Finlandés de Laponia, Historia, Apariencia + Imágenes

439

La raza perro finlandés de Laponia es una raza de perro de tipo Spitz nativo de las partes del norte de Finlandia. Aunque se estandarizó por primera vez a mediados del siglo XX, es una raza muy antigua cuya ascendencia casi con seguridad se remonta a miles de años atrás.
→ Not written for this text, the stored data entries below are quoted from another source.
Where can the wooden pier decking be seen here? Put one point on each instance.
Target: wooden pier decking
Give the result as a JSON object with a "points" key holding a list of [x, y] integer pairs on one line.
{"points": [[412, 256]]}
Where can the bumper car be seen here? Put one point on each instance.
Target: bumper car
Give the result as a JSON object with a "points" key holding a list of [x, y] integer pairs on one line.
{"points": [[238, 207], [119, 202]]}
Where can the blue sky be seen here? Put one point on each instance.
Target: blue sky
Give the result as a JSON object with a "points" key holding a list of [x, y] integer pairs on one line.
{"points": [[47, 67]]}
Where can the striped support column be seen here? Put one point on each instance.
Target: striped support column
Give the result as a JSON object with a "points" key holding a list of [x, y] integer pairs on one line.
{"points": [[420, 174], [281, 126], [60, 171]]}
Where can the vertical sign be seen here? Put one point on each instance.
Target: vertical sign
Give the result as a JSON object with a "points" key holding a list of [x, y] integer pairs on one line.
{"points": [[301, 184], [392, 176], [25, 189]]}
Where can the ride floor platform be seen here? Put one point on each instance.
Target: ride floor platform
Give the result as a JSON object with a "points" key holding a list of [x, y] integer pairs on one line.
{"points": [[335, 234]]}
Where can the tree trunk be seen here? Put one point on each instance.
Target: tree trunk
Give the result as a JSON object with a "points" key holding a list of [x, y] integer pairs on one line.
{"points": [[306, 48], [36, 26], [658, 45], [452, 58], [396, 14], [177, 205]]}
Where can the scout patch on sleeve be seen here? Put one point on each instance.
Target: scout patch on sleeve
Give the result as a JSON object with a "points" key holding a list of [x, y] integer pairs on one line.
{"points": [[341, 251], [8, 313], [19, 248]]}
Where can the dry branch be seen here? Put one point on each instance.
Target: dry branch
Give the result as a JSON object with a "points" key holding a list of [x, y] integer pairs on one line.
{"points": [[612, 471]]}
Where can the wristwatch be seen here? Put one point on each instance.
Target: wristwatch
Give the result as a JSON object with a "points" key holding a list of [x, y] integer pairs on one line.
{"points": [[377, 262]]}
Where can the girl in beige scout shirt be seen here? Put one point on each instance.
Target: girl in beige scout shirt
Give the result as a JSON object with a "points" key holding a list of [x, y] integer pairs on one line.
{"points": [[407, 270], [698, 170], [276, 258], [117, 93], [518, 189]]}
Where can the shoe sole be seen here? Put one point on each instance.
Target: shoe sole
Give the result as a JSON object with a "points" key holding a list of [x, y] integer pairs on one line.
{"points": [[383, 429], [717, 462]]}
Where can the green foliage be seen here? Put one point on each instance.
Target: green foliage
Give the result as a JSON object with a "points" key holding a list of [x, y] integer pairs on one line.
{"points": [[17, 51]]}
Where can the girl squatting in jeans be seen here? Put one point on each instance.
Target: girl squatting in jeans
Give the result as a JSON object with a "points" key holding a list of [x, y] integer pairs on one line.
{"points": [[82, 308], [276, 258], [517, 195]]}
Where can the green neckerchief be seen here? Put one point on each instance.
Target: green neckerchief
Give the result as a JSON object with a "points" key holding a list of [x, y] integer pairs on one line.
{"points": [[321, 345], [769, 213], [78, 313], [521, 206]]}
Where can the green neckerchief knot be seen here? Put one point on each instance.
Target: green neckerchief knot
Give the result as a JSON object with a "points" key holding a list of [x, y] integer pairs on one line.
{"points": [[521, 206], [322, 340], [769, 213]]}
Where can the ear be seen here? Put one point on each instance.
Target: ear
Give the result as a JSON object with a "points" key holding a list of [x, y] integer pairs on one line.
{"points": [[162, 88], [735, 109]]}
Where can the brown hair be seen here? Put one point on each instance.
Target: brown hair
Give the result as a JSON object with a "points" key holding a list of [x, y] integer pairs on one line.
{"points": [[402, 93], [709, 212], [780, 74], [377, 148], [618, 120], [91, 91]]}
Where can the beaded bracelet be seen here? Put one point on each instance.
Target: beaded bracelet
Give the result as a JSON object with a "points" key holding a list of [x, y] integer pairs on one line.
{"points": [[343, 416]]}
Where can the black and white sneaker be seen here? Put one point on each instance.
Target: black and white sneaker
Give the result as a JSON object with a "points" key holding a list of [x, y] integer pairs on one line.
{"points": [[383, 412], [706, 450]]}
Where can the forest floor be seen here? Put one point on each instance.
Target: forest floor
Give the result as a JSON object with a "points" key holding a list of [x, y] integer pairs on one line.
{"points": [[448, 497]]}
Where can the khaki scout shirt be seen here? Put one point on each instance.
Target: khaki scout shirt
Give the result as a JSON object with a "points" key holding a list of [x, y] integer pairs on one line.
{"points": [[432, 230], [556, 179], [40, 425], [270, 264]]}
El perro finlandés de Laponia fue guardado tradicionalmente por Sami (también deletreado Saami) Peoples, que criaron estos perros desde tiempos inmemoriales. Los semi-nómadas Sami han usado el perro finlandés de Laponia como perro de caza, perro de pastoreo y guardián del ganado; aunque en los últimos siglos la raza se ha utilizado principalmente para renos de rebaño. Es muy popular como perro de compañía en Finlandia, donde regularmente se clasifica entre las diez razas de perros más populares, pero es muy raro fuera de Escandinavia.

El perro finlandés de Laponia también se conoce como Lapinkoira, Suomenlapinkoira y el Samihund finlandés.

Historia de la raza perro finlandés de Laponia

Casi nada se sabe sobre los orígenes del perro finlandés de Laponia. Esta raza se desarrolló por primera vez cientos de años antes de que la alfabetización entrara en la región de sus orígenes y, en cualquier caso, era mantenida exclusivamente por pueblos seminómadas. Todo lo que está claro es que la raza perro finlandés de Laponia ya estaba siendo guardado por los samis cuando ingresaron por primera vez al registro histórico y que está estrechamente relacionado con otras razas de perros tipo Spitz escandinavos y rusos.

Históricamente, los samis eran conocidos como lapones o lapones, de ahí el nombre de la raza, que significa finlandés Lapp Dog, pero estos términos ahora se consideran obsoletos, derogatorios y algo ofensivos.

Aunque existe un gran debate, actualmente se acepta que los perros fueron domesticados por primera vez entre el lobo en algún momento entre 40,000 y 14,000 años atrás. Los estudios genéticos han demostrado que todos los perros descienden de uno o dos pequeños grupos de lobos que fueron primero domesticados en algún lugar de Asia, muy probablemente en el Medio Oriente, la India, el Tíbet o China. Los lobos del sur de Asia y el Tíbet son considerablemente más pequeños que sus primos más al norte, y también son menos agresivos y más cómodos en presencia de los humanos.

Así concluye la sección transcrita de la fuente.